薬だったら、、大問題になりますよ。薬事法違反とか、、で。

Asprovaの会長、高橋邦芳氏は「Asprova解体新書」なんていう本を出して、拡販に一生懸命です。この書の13ページに、こんな説明があります。
米国の大学生向けの教科書的な本は、「生産スケジューリングは絶対に無理なのでやめるように」と明言している。その理由として、マスターデータの作成と維持が困難であることを上げている。ゴールドラットが挫折したのも、マスターデータが理由だったのだろうか。マスターデータとはそんなに怖いものなのか。米国はその後、生産スケジューラの失敗の後遺症から立ち直っていない。しかし、現在のテクノロジーなら可能なのかもしれない。

「スケジューラが動かない」のはマスターデータが原因だ。我が社ならその問題を解決できるのだ、といいたいのでしょうか。

米国の生産スケジューラベンダーは2000年代後半(リーマンショック頃)には、そのほとんどが姿を消しましたが、それを逆手に取った、きわどい自社宣伝。マスターデータの作成・維持困難を理由に挙げて、我が社なら解決できるとほのめかす。背後にある根源的な原因には気が付いていないようです。米国が生産スケジューラ失敗の後遺症から立ち直っていない、のではなく、Asprovaが生産ラインの基本特性を正しく理解していないだけ。もしも、生産スケジューラが動かない原因をわかっていてAsprovaの万能ぶりを宣伝しているとしたら、虚偽広告となりますからね。知らないということで悪者にならずに済んでいる、、。

Flexscheの創業者 浦野幹夫氏も、メールで意見交換しましたが、理解している様子はありませんでした。

生産システム・業務改善コンサルタント、本間峰一氏の「製造時間でなく待ち時間を短縮しよう」というコラム。生産リードタイムは製造時間が20%、滞留時間(待ち時間)が80%、だから生産リードタイムを短縮するには滞留時間を短くするのが効果的、という話。私も同感でしたので、どのようにして滞留時間を短くするのか、聞いてみました。

詳細は、下記の私のBlogを参照ください。
業務改善コンサルタントの手法 
現場改善コンサルの規範;指示通りにやれ! 
生産ラインの基本特性も理解しないで、、 

本間氏の改善手法は先ず、リードタイム分析を行い、異常な滞留時間の原因を突き止めるんだそうで。原因の多くは、
・実績データの入力漏れやミスが放置されていた
・別のオーダ番号の伝票を先に処理していた
・納期に余裕のある製造指示書が放置され忘れられていた
・・・・・・詳細は、こちら

と、人為的ミスが大部分。管理レベルが低いからだ、と。異常値がなくなったら待ち時間の平均を下げる対策に進む、という手順とのこと。
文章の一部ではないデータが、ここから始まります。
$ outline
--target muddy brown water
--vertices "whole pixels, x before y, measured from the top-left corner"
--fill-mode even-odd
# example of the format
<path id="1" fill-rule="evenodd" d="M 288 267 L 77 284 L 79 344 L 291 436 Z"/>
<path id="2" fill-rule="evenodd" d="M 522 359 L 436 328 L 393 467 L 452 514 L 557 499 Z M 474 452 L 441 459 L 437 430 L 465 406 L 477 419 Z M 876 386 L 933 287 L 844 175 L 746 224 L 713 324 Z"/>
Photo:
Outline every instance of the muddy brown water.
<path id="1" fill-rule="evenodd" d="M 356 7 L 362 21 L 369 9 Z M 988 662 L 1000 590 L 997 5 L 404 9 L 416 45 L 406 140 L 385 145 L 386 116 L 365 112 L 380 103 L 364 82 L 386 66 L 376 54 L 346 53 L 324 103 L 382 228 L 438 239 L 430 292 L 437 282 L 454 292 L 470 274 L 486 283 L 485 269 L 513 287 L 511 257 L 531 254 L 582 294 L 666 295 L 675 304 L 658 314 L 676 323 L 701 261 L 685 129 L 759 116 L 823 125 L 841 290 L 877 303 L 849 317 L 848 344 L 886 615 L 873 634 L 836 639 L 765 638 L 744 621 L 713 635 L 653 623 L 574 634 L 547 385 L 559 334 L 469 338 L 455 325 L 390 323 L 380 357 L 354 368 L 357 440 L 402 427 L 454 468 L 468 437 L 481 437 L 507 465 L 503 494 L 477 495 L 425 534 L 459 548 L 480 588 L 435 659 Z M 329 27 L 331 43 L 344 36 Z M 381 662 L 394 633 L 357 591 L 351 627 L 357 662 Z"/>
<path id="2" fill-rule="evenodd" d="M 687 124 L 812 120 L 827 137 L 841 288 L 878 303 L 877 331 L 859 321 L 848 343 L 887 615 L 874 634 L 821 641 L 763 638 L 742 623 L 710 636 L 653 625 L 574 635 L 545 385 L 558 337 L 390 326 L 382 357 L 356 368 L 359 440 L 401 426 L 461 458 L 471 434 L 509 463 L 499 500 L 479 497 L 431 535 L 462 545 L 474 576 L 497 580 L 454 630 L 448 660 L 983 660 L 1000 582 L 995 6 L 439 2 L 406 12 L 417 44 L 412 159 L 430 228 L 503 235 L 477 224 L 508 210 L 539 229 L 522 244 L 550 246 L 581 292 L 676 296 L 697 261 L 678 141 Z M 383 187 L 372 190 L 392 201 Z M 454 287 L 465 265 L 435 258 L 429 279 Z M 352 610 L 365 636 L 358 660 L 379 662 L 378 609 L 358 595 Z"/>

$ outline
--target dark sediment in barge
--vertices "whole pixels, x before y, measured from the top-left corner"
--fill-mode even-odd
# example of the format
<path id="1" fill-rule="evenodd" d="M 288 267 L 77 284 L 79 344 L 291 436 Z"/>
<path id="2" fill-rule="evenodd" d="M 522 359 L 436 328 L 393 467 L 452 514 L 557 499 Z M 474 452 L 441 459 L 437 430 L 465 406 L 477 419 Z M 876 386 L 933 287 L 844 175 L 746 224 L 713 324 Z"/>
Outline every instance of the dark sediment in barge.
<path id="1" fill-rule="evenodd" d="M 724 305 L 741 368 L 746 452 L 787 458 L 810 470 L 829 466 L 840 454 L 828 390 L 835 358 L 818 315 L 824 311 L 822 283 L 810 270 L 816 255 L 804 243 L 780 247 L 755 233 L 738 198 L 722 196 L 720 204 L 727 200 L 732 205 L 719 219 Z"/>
一般的な改善手順としてはいいんですが、こと、待ち時間に対しては、このアプローチ、まったく効果なし。彼も待ち時間のメカニズムが理解できていないために、効果の出ない方法で顧客企業の指導を行っているんですね。

そういえば、ずいぶん前(2014年7月)のことですが、本間峰一氏が代表幹事を務める東京都中小企業診断士協会、中央支部、生産革新フォーラム で話をさせていただいたことがあります。私が伝えたかったことは生産ラインの待ち時間に関する特性でした。

参加者の反応は本間峰一氏も含めて“イマイチ”でした。が、おひとり、理解していただけたかな、という方がおりました。佐藤知一氏です。彼は「革新的生産スケジューリング入門」など多数の著書があります。

理解していただけたかなと感じたのは、数日後にアップされた 稼働率100%をねらってはいけない と題する彼のBlogでした。「待ち行列理論」を持ち出して、バラツキが避けられない生産環境では、稼働率を高くすると仕掛が増える、と解説。彼の情報発信力に期待して生産ラインの待ち時間のメカニズムに対する認識が広まれば、と願いつつ、、。

その後、彼の発信する情報を時々チェックしておりましたが、期待した待ち時間に関しての発信はありませんでした。どんな様子かと思い、2020年2月ごろ、メールで意見交換してみました。かみ合わないところがありました。象徴的な一節は、

・生産スケジューラは需要変動による待ち行列の発生を予測できないから、使えない
・生産スケジューラは固定時間しか扱えないから、作業時間が変動する現場には使えない
というご主張なら、いずれも反証がありますので同意しかねます。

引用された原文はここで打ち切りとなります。